David Ricardo and Paco Sery

On the whole, I’m quite impressed with the i-pod and the i-tunes service. My one complaint is that American i-tunes users are not able to download from the international i-tunes sites. I’m sure that’s to protect the territorial rights of record labels. If an American label has the license for an album in this territory, they would not want U.S. users downloading the same music from a foreign record label, through one of i-tunes international arms. They are within their rights to expect i-tunes to help protect their investment. However, it is frustrating that we can’t access foreign music that is not being distributed in America.

Jazz record buyers have a long history of chasing import editions. I have a fairly large collection of Japanese import CDs reissuing American sessions not currently available in their original land of recording. Indeed high-end LPs are regularly flipped between Japanese and American collectors.

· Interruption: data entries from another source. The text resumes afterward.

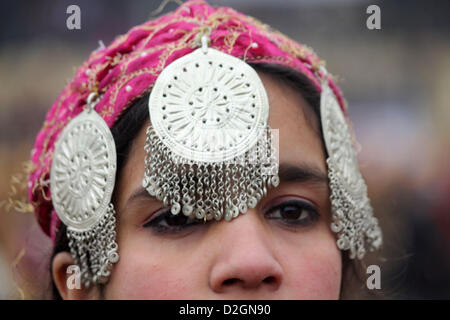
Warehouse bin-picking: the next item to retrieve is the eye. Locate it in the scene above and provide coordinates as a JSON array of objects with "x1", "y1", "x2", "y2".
[
  {"x1": 264, "y1": 200, "x2": 319, "y2": 227},
  {"x1": 143, "y1": 208, "x2": 204, "y2": 233}
]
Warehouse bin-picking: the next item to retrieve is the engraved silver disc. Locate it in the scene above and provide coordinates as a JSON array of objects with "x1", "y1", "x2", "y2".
[
  {"x1": 149, "y1": 48, "x2": 269, "y2": 162},
  {"x1": 50, "y1": 110, "x2": 117, "y2": 231}
]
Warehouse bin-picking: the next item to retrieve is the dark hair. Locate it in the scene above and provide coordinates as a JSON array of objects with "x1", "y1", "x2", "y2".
[{"x1": 50, "y1": 63, "x2": 372, "y2": 299}]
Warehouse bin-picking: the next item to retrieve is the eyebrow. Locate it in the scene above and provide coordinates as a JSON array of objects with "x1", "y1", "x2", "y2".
[
  {"x1": 125, "y1": 163, "x2": 328, "y2": 207},
  {"x1": 278, "y1": 163, "x2": 328, "y2": 185}
]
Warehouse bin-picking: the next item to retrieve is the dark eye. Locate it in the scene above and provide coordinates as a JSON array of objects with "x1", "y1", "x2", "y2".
[
  {"x1": 144, "y1": 208, "x2": 203, "y2": 232},
  {"x1": 264, "y1": 200, "x2": 319, "y2": 226}
]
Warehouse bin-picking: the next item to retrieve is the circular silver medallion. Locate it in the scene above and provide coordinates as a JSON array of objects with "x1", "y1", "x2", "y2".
[
  {"x1": 149, "y1": 48, "x2": 269, "y2": 162},
  {"x1": 50, "y1": 110, "x2": 117, "y2": 231}
]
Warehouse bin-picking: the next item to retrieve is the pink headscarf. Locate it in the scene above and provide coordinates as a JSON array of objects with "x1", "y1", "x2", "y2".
[{"x1": 28, "y1": 0, "x2": 346, "y2": 241}]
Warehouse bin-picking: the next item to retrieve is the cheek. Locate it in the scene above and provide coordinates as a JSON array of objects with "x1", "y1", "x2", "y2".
[
  {"x1": 285, "y1": 231, "x2": 342, "y2": 299},
  {"x1": 105, "y1": 237, "x2": 198, "y2": 299}
]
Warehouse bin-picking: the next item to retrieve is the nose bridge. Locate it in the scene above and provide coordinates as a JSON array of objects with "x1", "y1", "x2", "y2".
[{"x1": 209, "y1": 209, "x2": 282, "y2": 293}]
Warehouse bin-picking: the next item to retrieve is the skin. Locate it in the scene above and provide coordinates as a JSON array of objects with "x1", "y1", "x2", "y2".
[{"x1": 53, "y1": 73, "x2": 342, "y2": 299}]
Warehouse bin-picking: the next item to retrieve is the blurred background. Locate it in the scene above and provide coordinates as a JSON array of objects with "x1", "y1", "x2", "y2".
[{"x1": 0, "y1": 0, "x2": 450, "y2": 299}]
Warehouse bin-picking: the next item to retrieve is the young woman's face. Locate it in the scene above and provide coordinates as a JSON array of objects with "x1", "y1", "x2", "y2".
[{"x1": 53, "y1": 69, "x2": 342, "y2": 299}]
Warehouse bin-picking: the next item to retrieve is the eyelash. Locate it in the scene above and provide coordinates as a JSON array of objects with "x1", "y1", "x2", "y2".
[{"x1": 143, "y1": 200, "x2": 319, "y2": 234}]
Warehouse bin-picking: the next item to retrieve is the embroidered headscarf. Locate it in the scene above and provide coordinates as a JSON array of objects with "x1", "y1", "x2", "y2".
[{"x1": 28, "y1": 0, "x2": 346, "y2": 241}]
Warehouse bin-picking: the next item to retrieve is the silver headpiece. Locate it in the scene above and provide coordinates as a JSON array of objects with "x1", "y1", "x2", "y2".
[
  {"x1": 143, "y1": 35, "x2": 279, "y2": 220},
  {"x1": 320, "y1": 68, "x2": 382, "y2": 259},
  {"x1": 50, "y1": 93, "x2": 119, "y2": 285},
  {"x1": 51, "y1": 35, "x2": 382, "y2": 285}
]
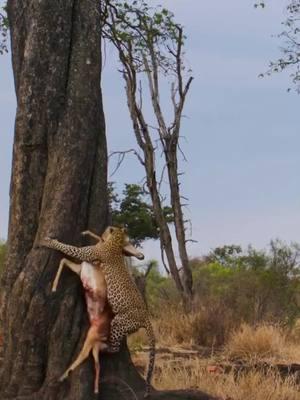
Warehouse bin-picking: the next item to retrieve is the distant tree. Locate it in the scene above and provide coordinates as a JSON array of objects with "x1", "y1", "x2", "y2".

Music, like ideas and commerce should travel between borders relatively easily. During the 1950’s, the British musicians’ union essentially closed the country to visiting musicians. Yet, it was their members who suffered the most, forced to travel abroad to hear the latest developments in Bebop and modern jazz.

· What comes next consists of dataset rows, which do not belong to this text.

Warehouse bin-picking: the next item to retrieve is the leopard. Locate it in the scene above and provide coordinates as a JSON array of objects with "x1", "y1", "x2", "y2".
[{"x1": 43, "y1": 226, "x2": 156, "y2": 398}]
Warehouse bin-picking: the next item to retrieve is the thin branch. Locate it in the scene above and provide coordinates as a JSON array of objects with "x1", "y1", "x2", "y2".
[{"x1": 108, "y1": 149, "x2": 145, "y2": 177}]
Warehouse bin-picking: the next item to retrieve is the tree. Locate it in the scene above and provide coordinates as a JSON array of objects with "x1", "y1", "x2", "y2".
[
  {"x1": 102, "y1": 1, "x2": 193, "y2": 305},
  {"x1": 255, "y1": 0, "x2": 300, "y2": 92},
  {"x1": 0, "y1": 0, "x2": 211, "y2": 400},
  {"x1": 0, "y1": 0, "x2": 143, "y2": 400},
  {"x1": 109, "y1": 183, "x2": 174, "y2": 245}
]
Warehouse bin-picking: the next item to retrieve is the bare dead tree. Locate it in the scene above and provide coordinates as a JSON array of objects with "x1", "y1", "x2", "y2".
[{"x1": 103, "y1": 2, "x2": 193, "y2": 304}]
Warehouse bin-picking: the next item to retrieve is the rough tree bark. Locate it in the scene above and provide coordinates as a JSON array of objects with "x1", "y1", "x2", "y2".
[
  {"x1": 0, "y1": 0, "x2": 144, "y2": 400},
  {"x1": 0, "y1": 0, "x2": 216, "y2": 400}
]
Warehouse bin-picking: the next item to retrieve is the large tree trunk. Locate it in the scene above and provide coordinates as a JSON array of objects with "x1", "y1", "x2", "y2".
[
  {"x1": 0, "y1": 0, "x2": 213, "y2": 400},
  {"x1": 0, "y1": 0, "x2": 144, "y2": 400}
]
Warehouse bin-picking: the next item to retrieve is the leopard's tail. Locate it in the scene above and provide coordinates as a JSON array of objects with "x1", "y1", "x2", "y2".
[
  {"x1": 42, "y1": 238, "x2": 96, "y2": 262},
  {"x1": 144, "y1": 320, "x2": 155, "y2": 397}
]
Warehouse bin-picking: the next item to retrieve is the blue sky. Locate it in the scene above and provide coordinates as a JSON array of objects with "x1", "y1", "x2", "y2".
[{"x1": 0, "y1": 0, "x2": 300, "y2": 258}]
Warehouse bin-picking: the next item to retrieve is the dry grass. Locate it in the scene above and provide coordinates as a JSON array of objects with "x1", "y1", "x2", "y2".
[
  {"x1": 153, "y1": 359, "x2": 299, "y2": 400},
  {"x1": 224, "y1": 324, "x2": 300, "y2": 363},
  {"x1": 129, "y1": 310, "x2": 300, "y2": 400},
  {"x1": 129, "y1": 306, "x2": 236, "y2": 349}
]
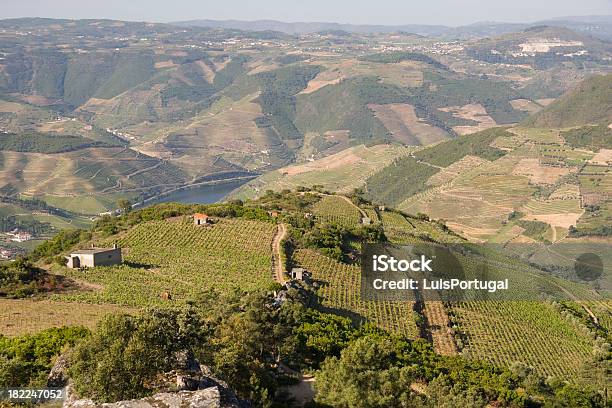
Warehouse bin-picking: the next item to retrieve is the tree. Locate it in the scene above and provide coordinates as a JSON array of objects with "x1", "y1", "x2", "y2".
[
  {"x1": 316, "y1": 336, "x2": 421, "y2": 408},
  {"x1": 69, "y1": 310, "x2": 186, "y2": 402}
]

Jazz as an art form has a unique ability to soak in and synthesize foreign influences into something entirely new itself. Anything that constrains that trade, robs the music of new stimulus.

When I listen to the music of Paco Sery, it’s difficult to understand the demonization of global trade underway by the left. A native of Côte d'Ivoire, Sery played in the band of Joe Zawinul, an Austrian keyboardist whose own credits include stints with Cannonball Adderley and Miles Davis. Sery’s CD Voyages, incorporates the sounds of jazz, world & traditional music, funk, and I’m not sure what else. It’s an amazing blend, but don’t bother looking for it on i-tunes. I purchased this French Bluenote CD on-line, and I intend to hold onto it.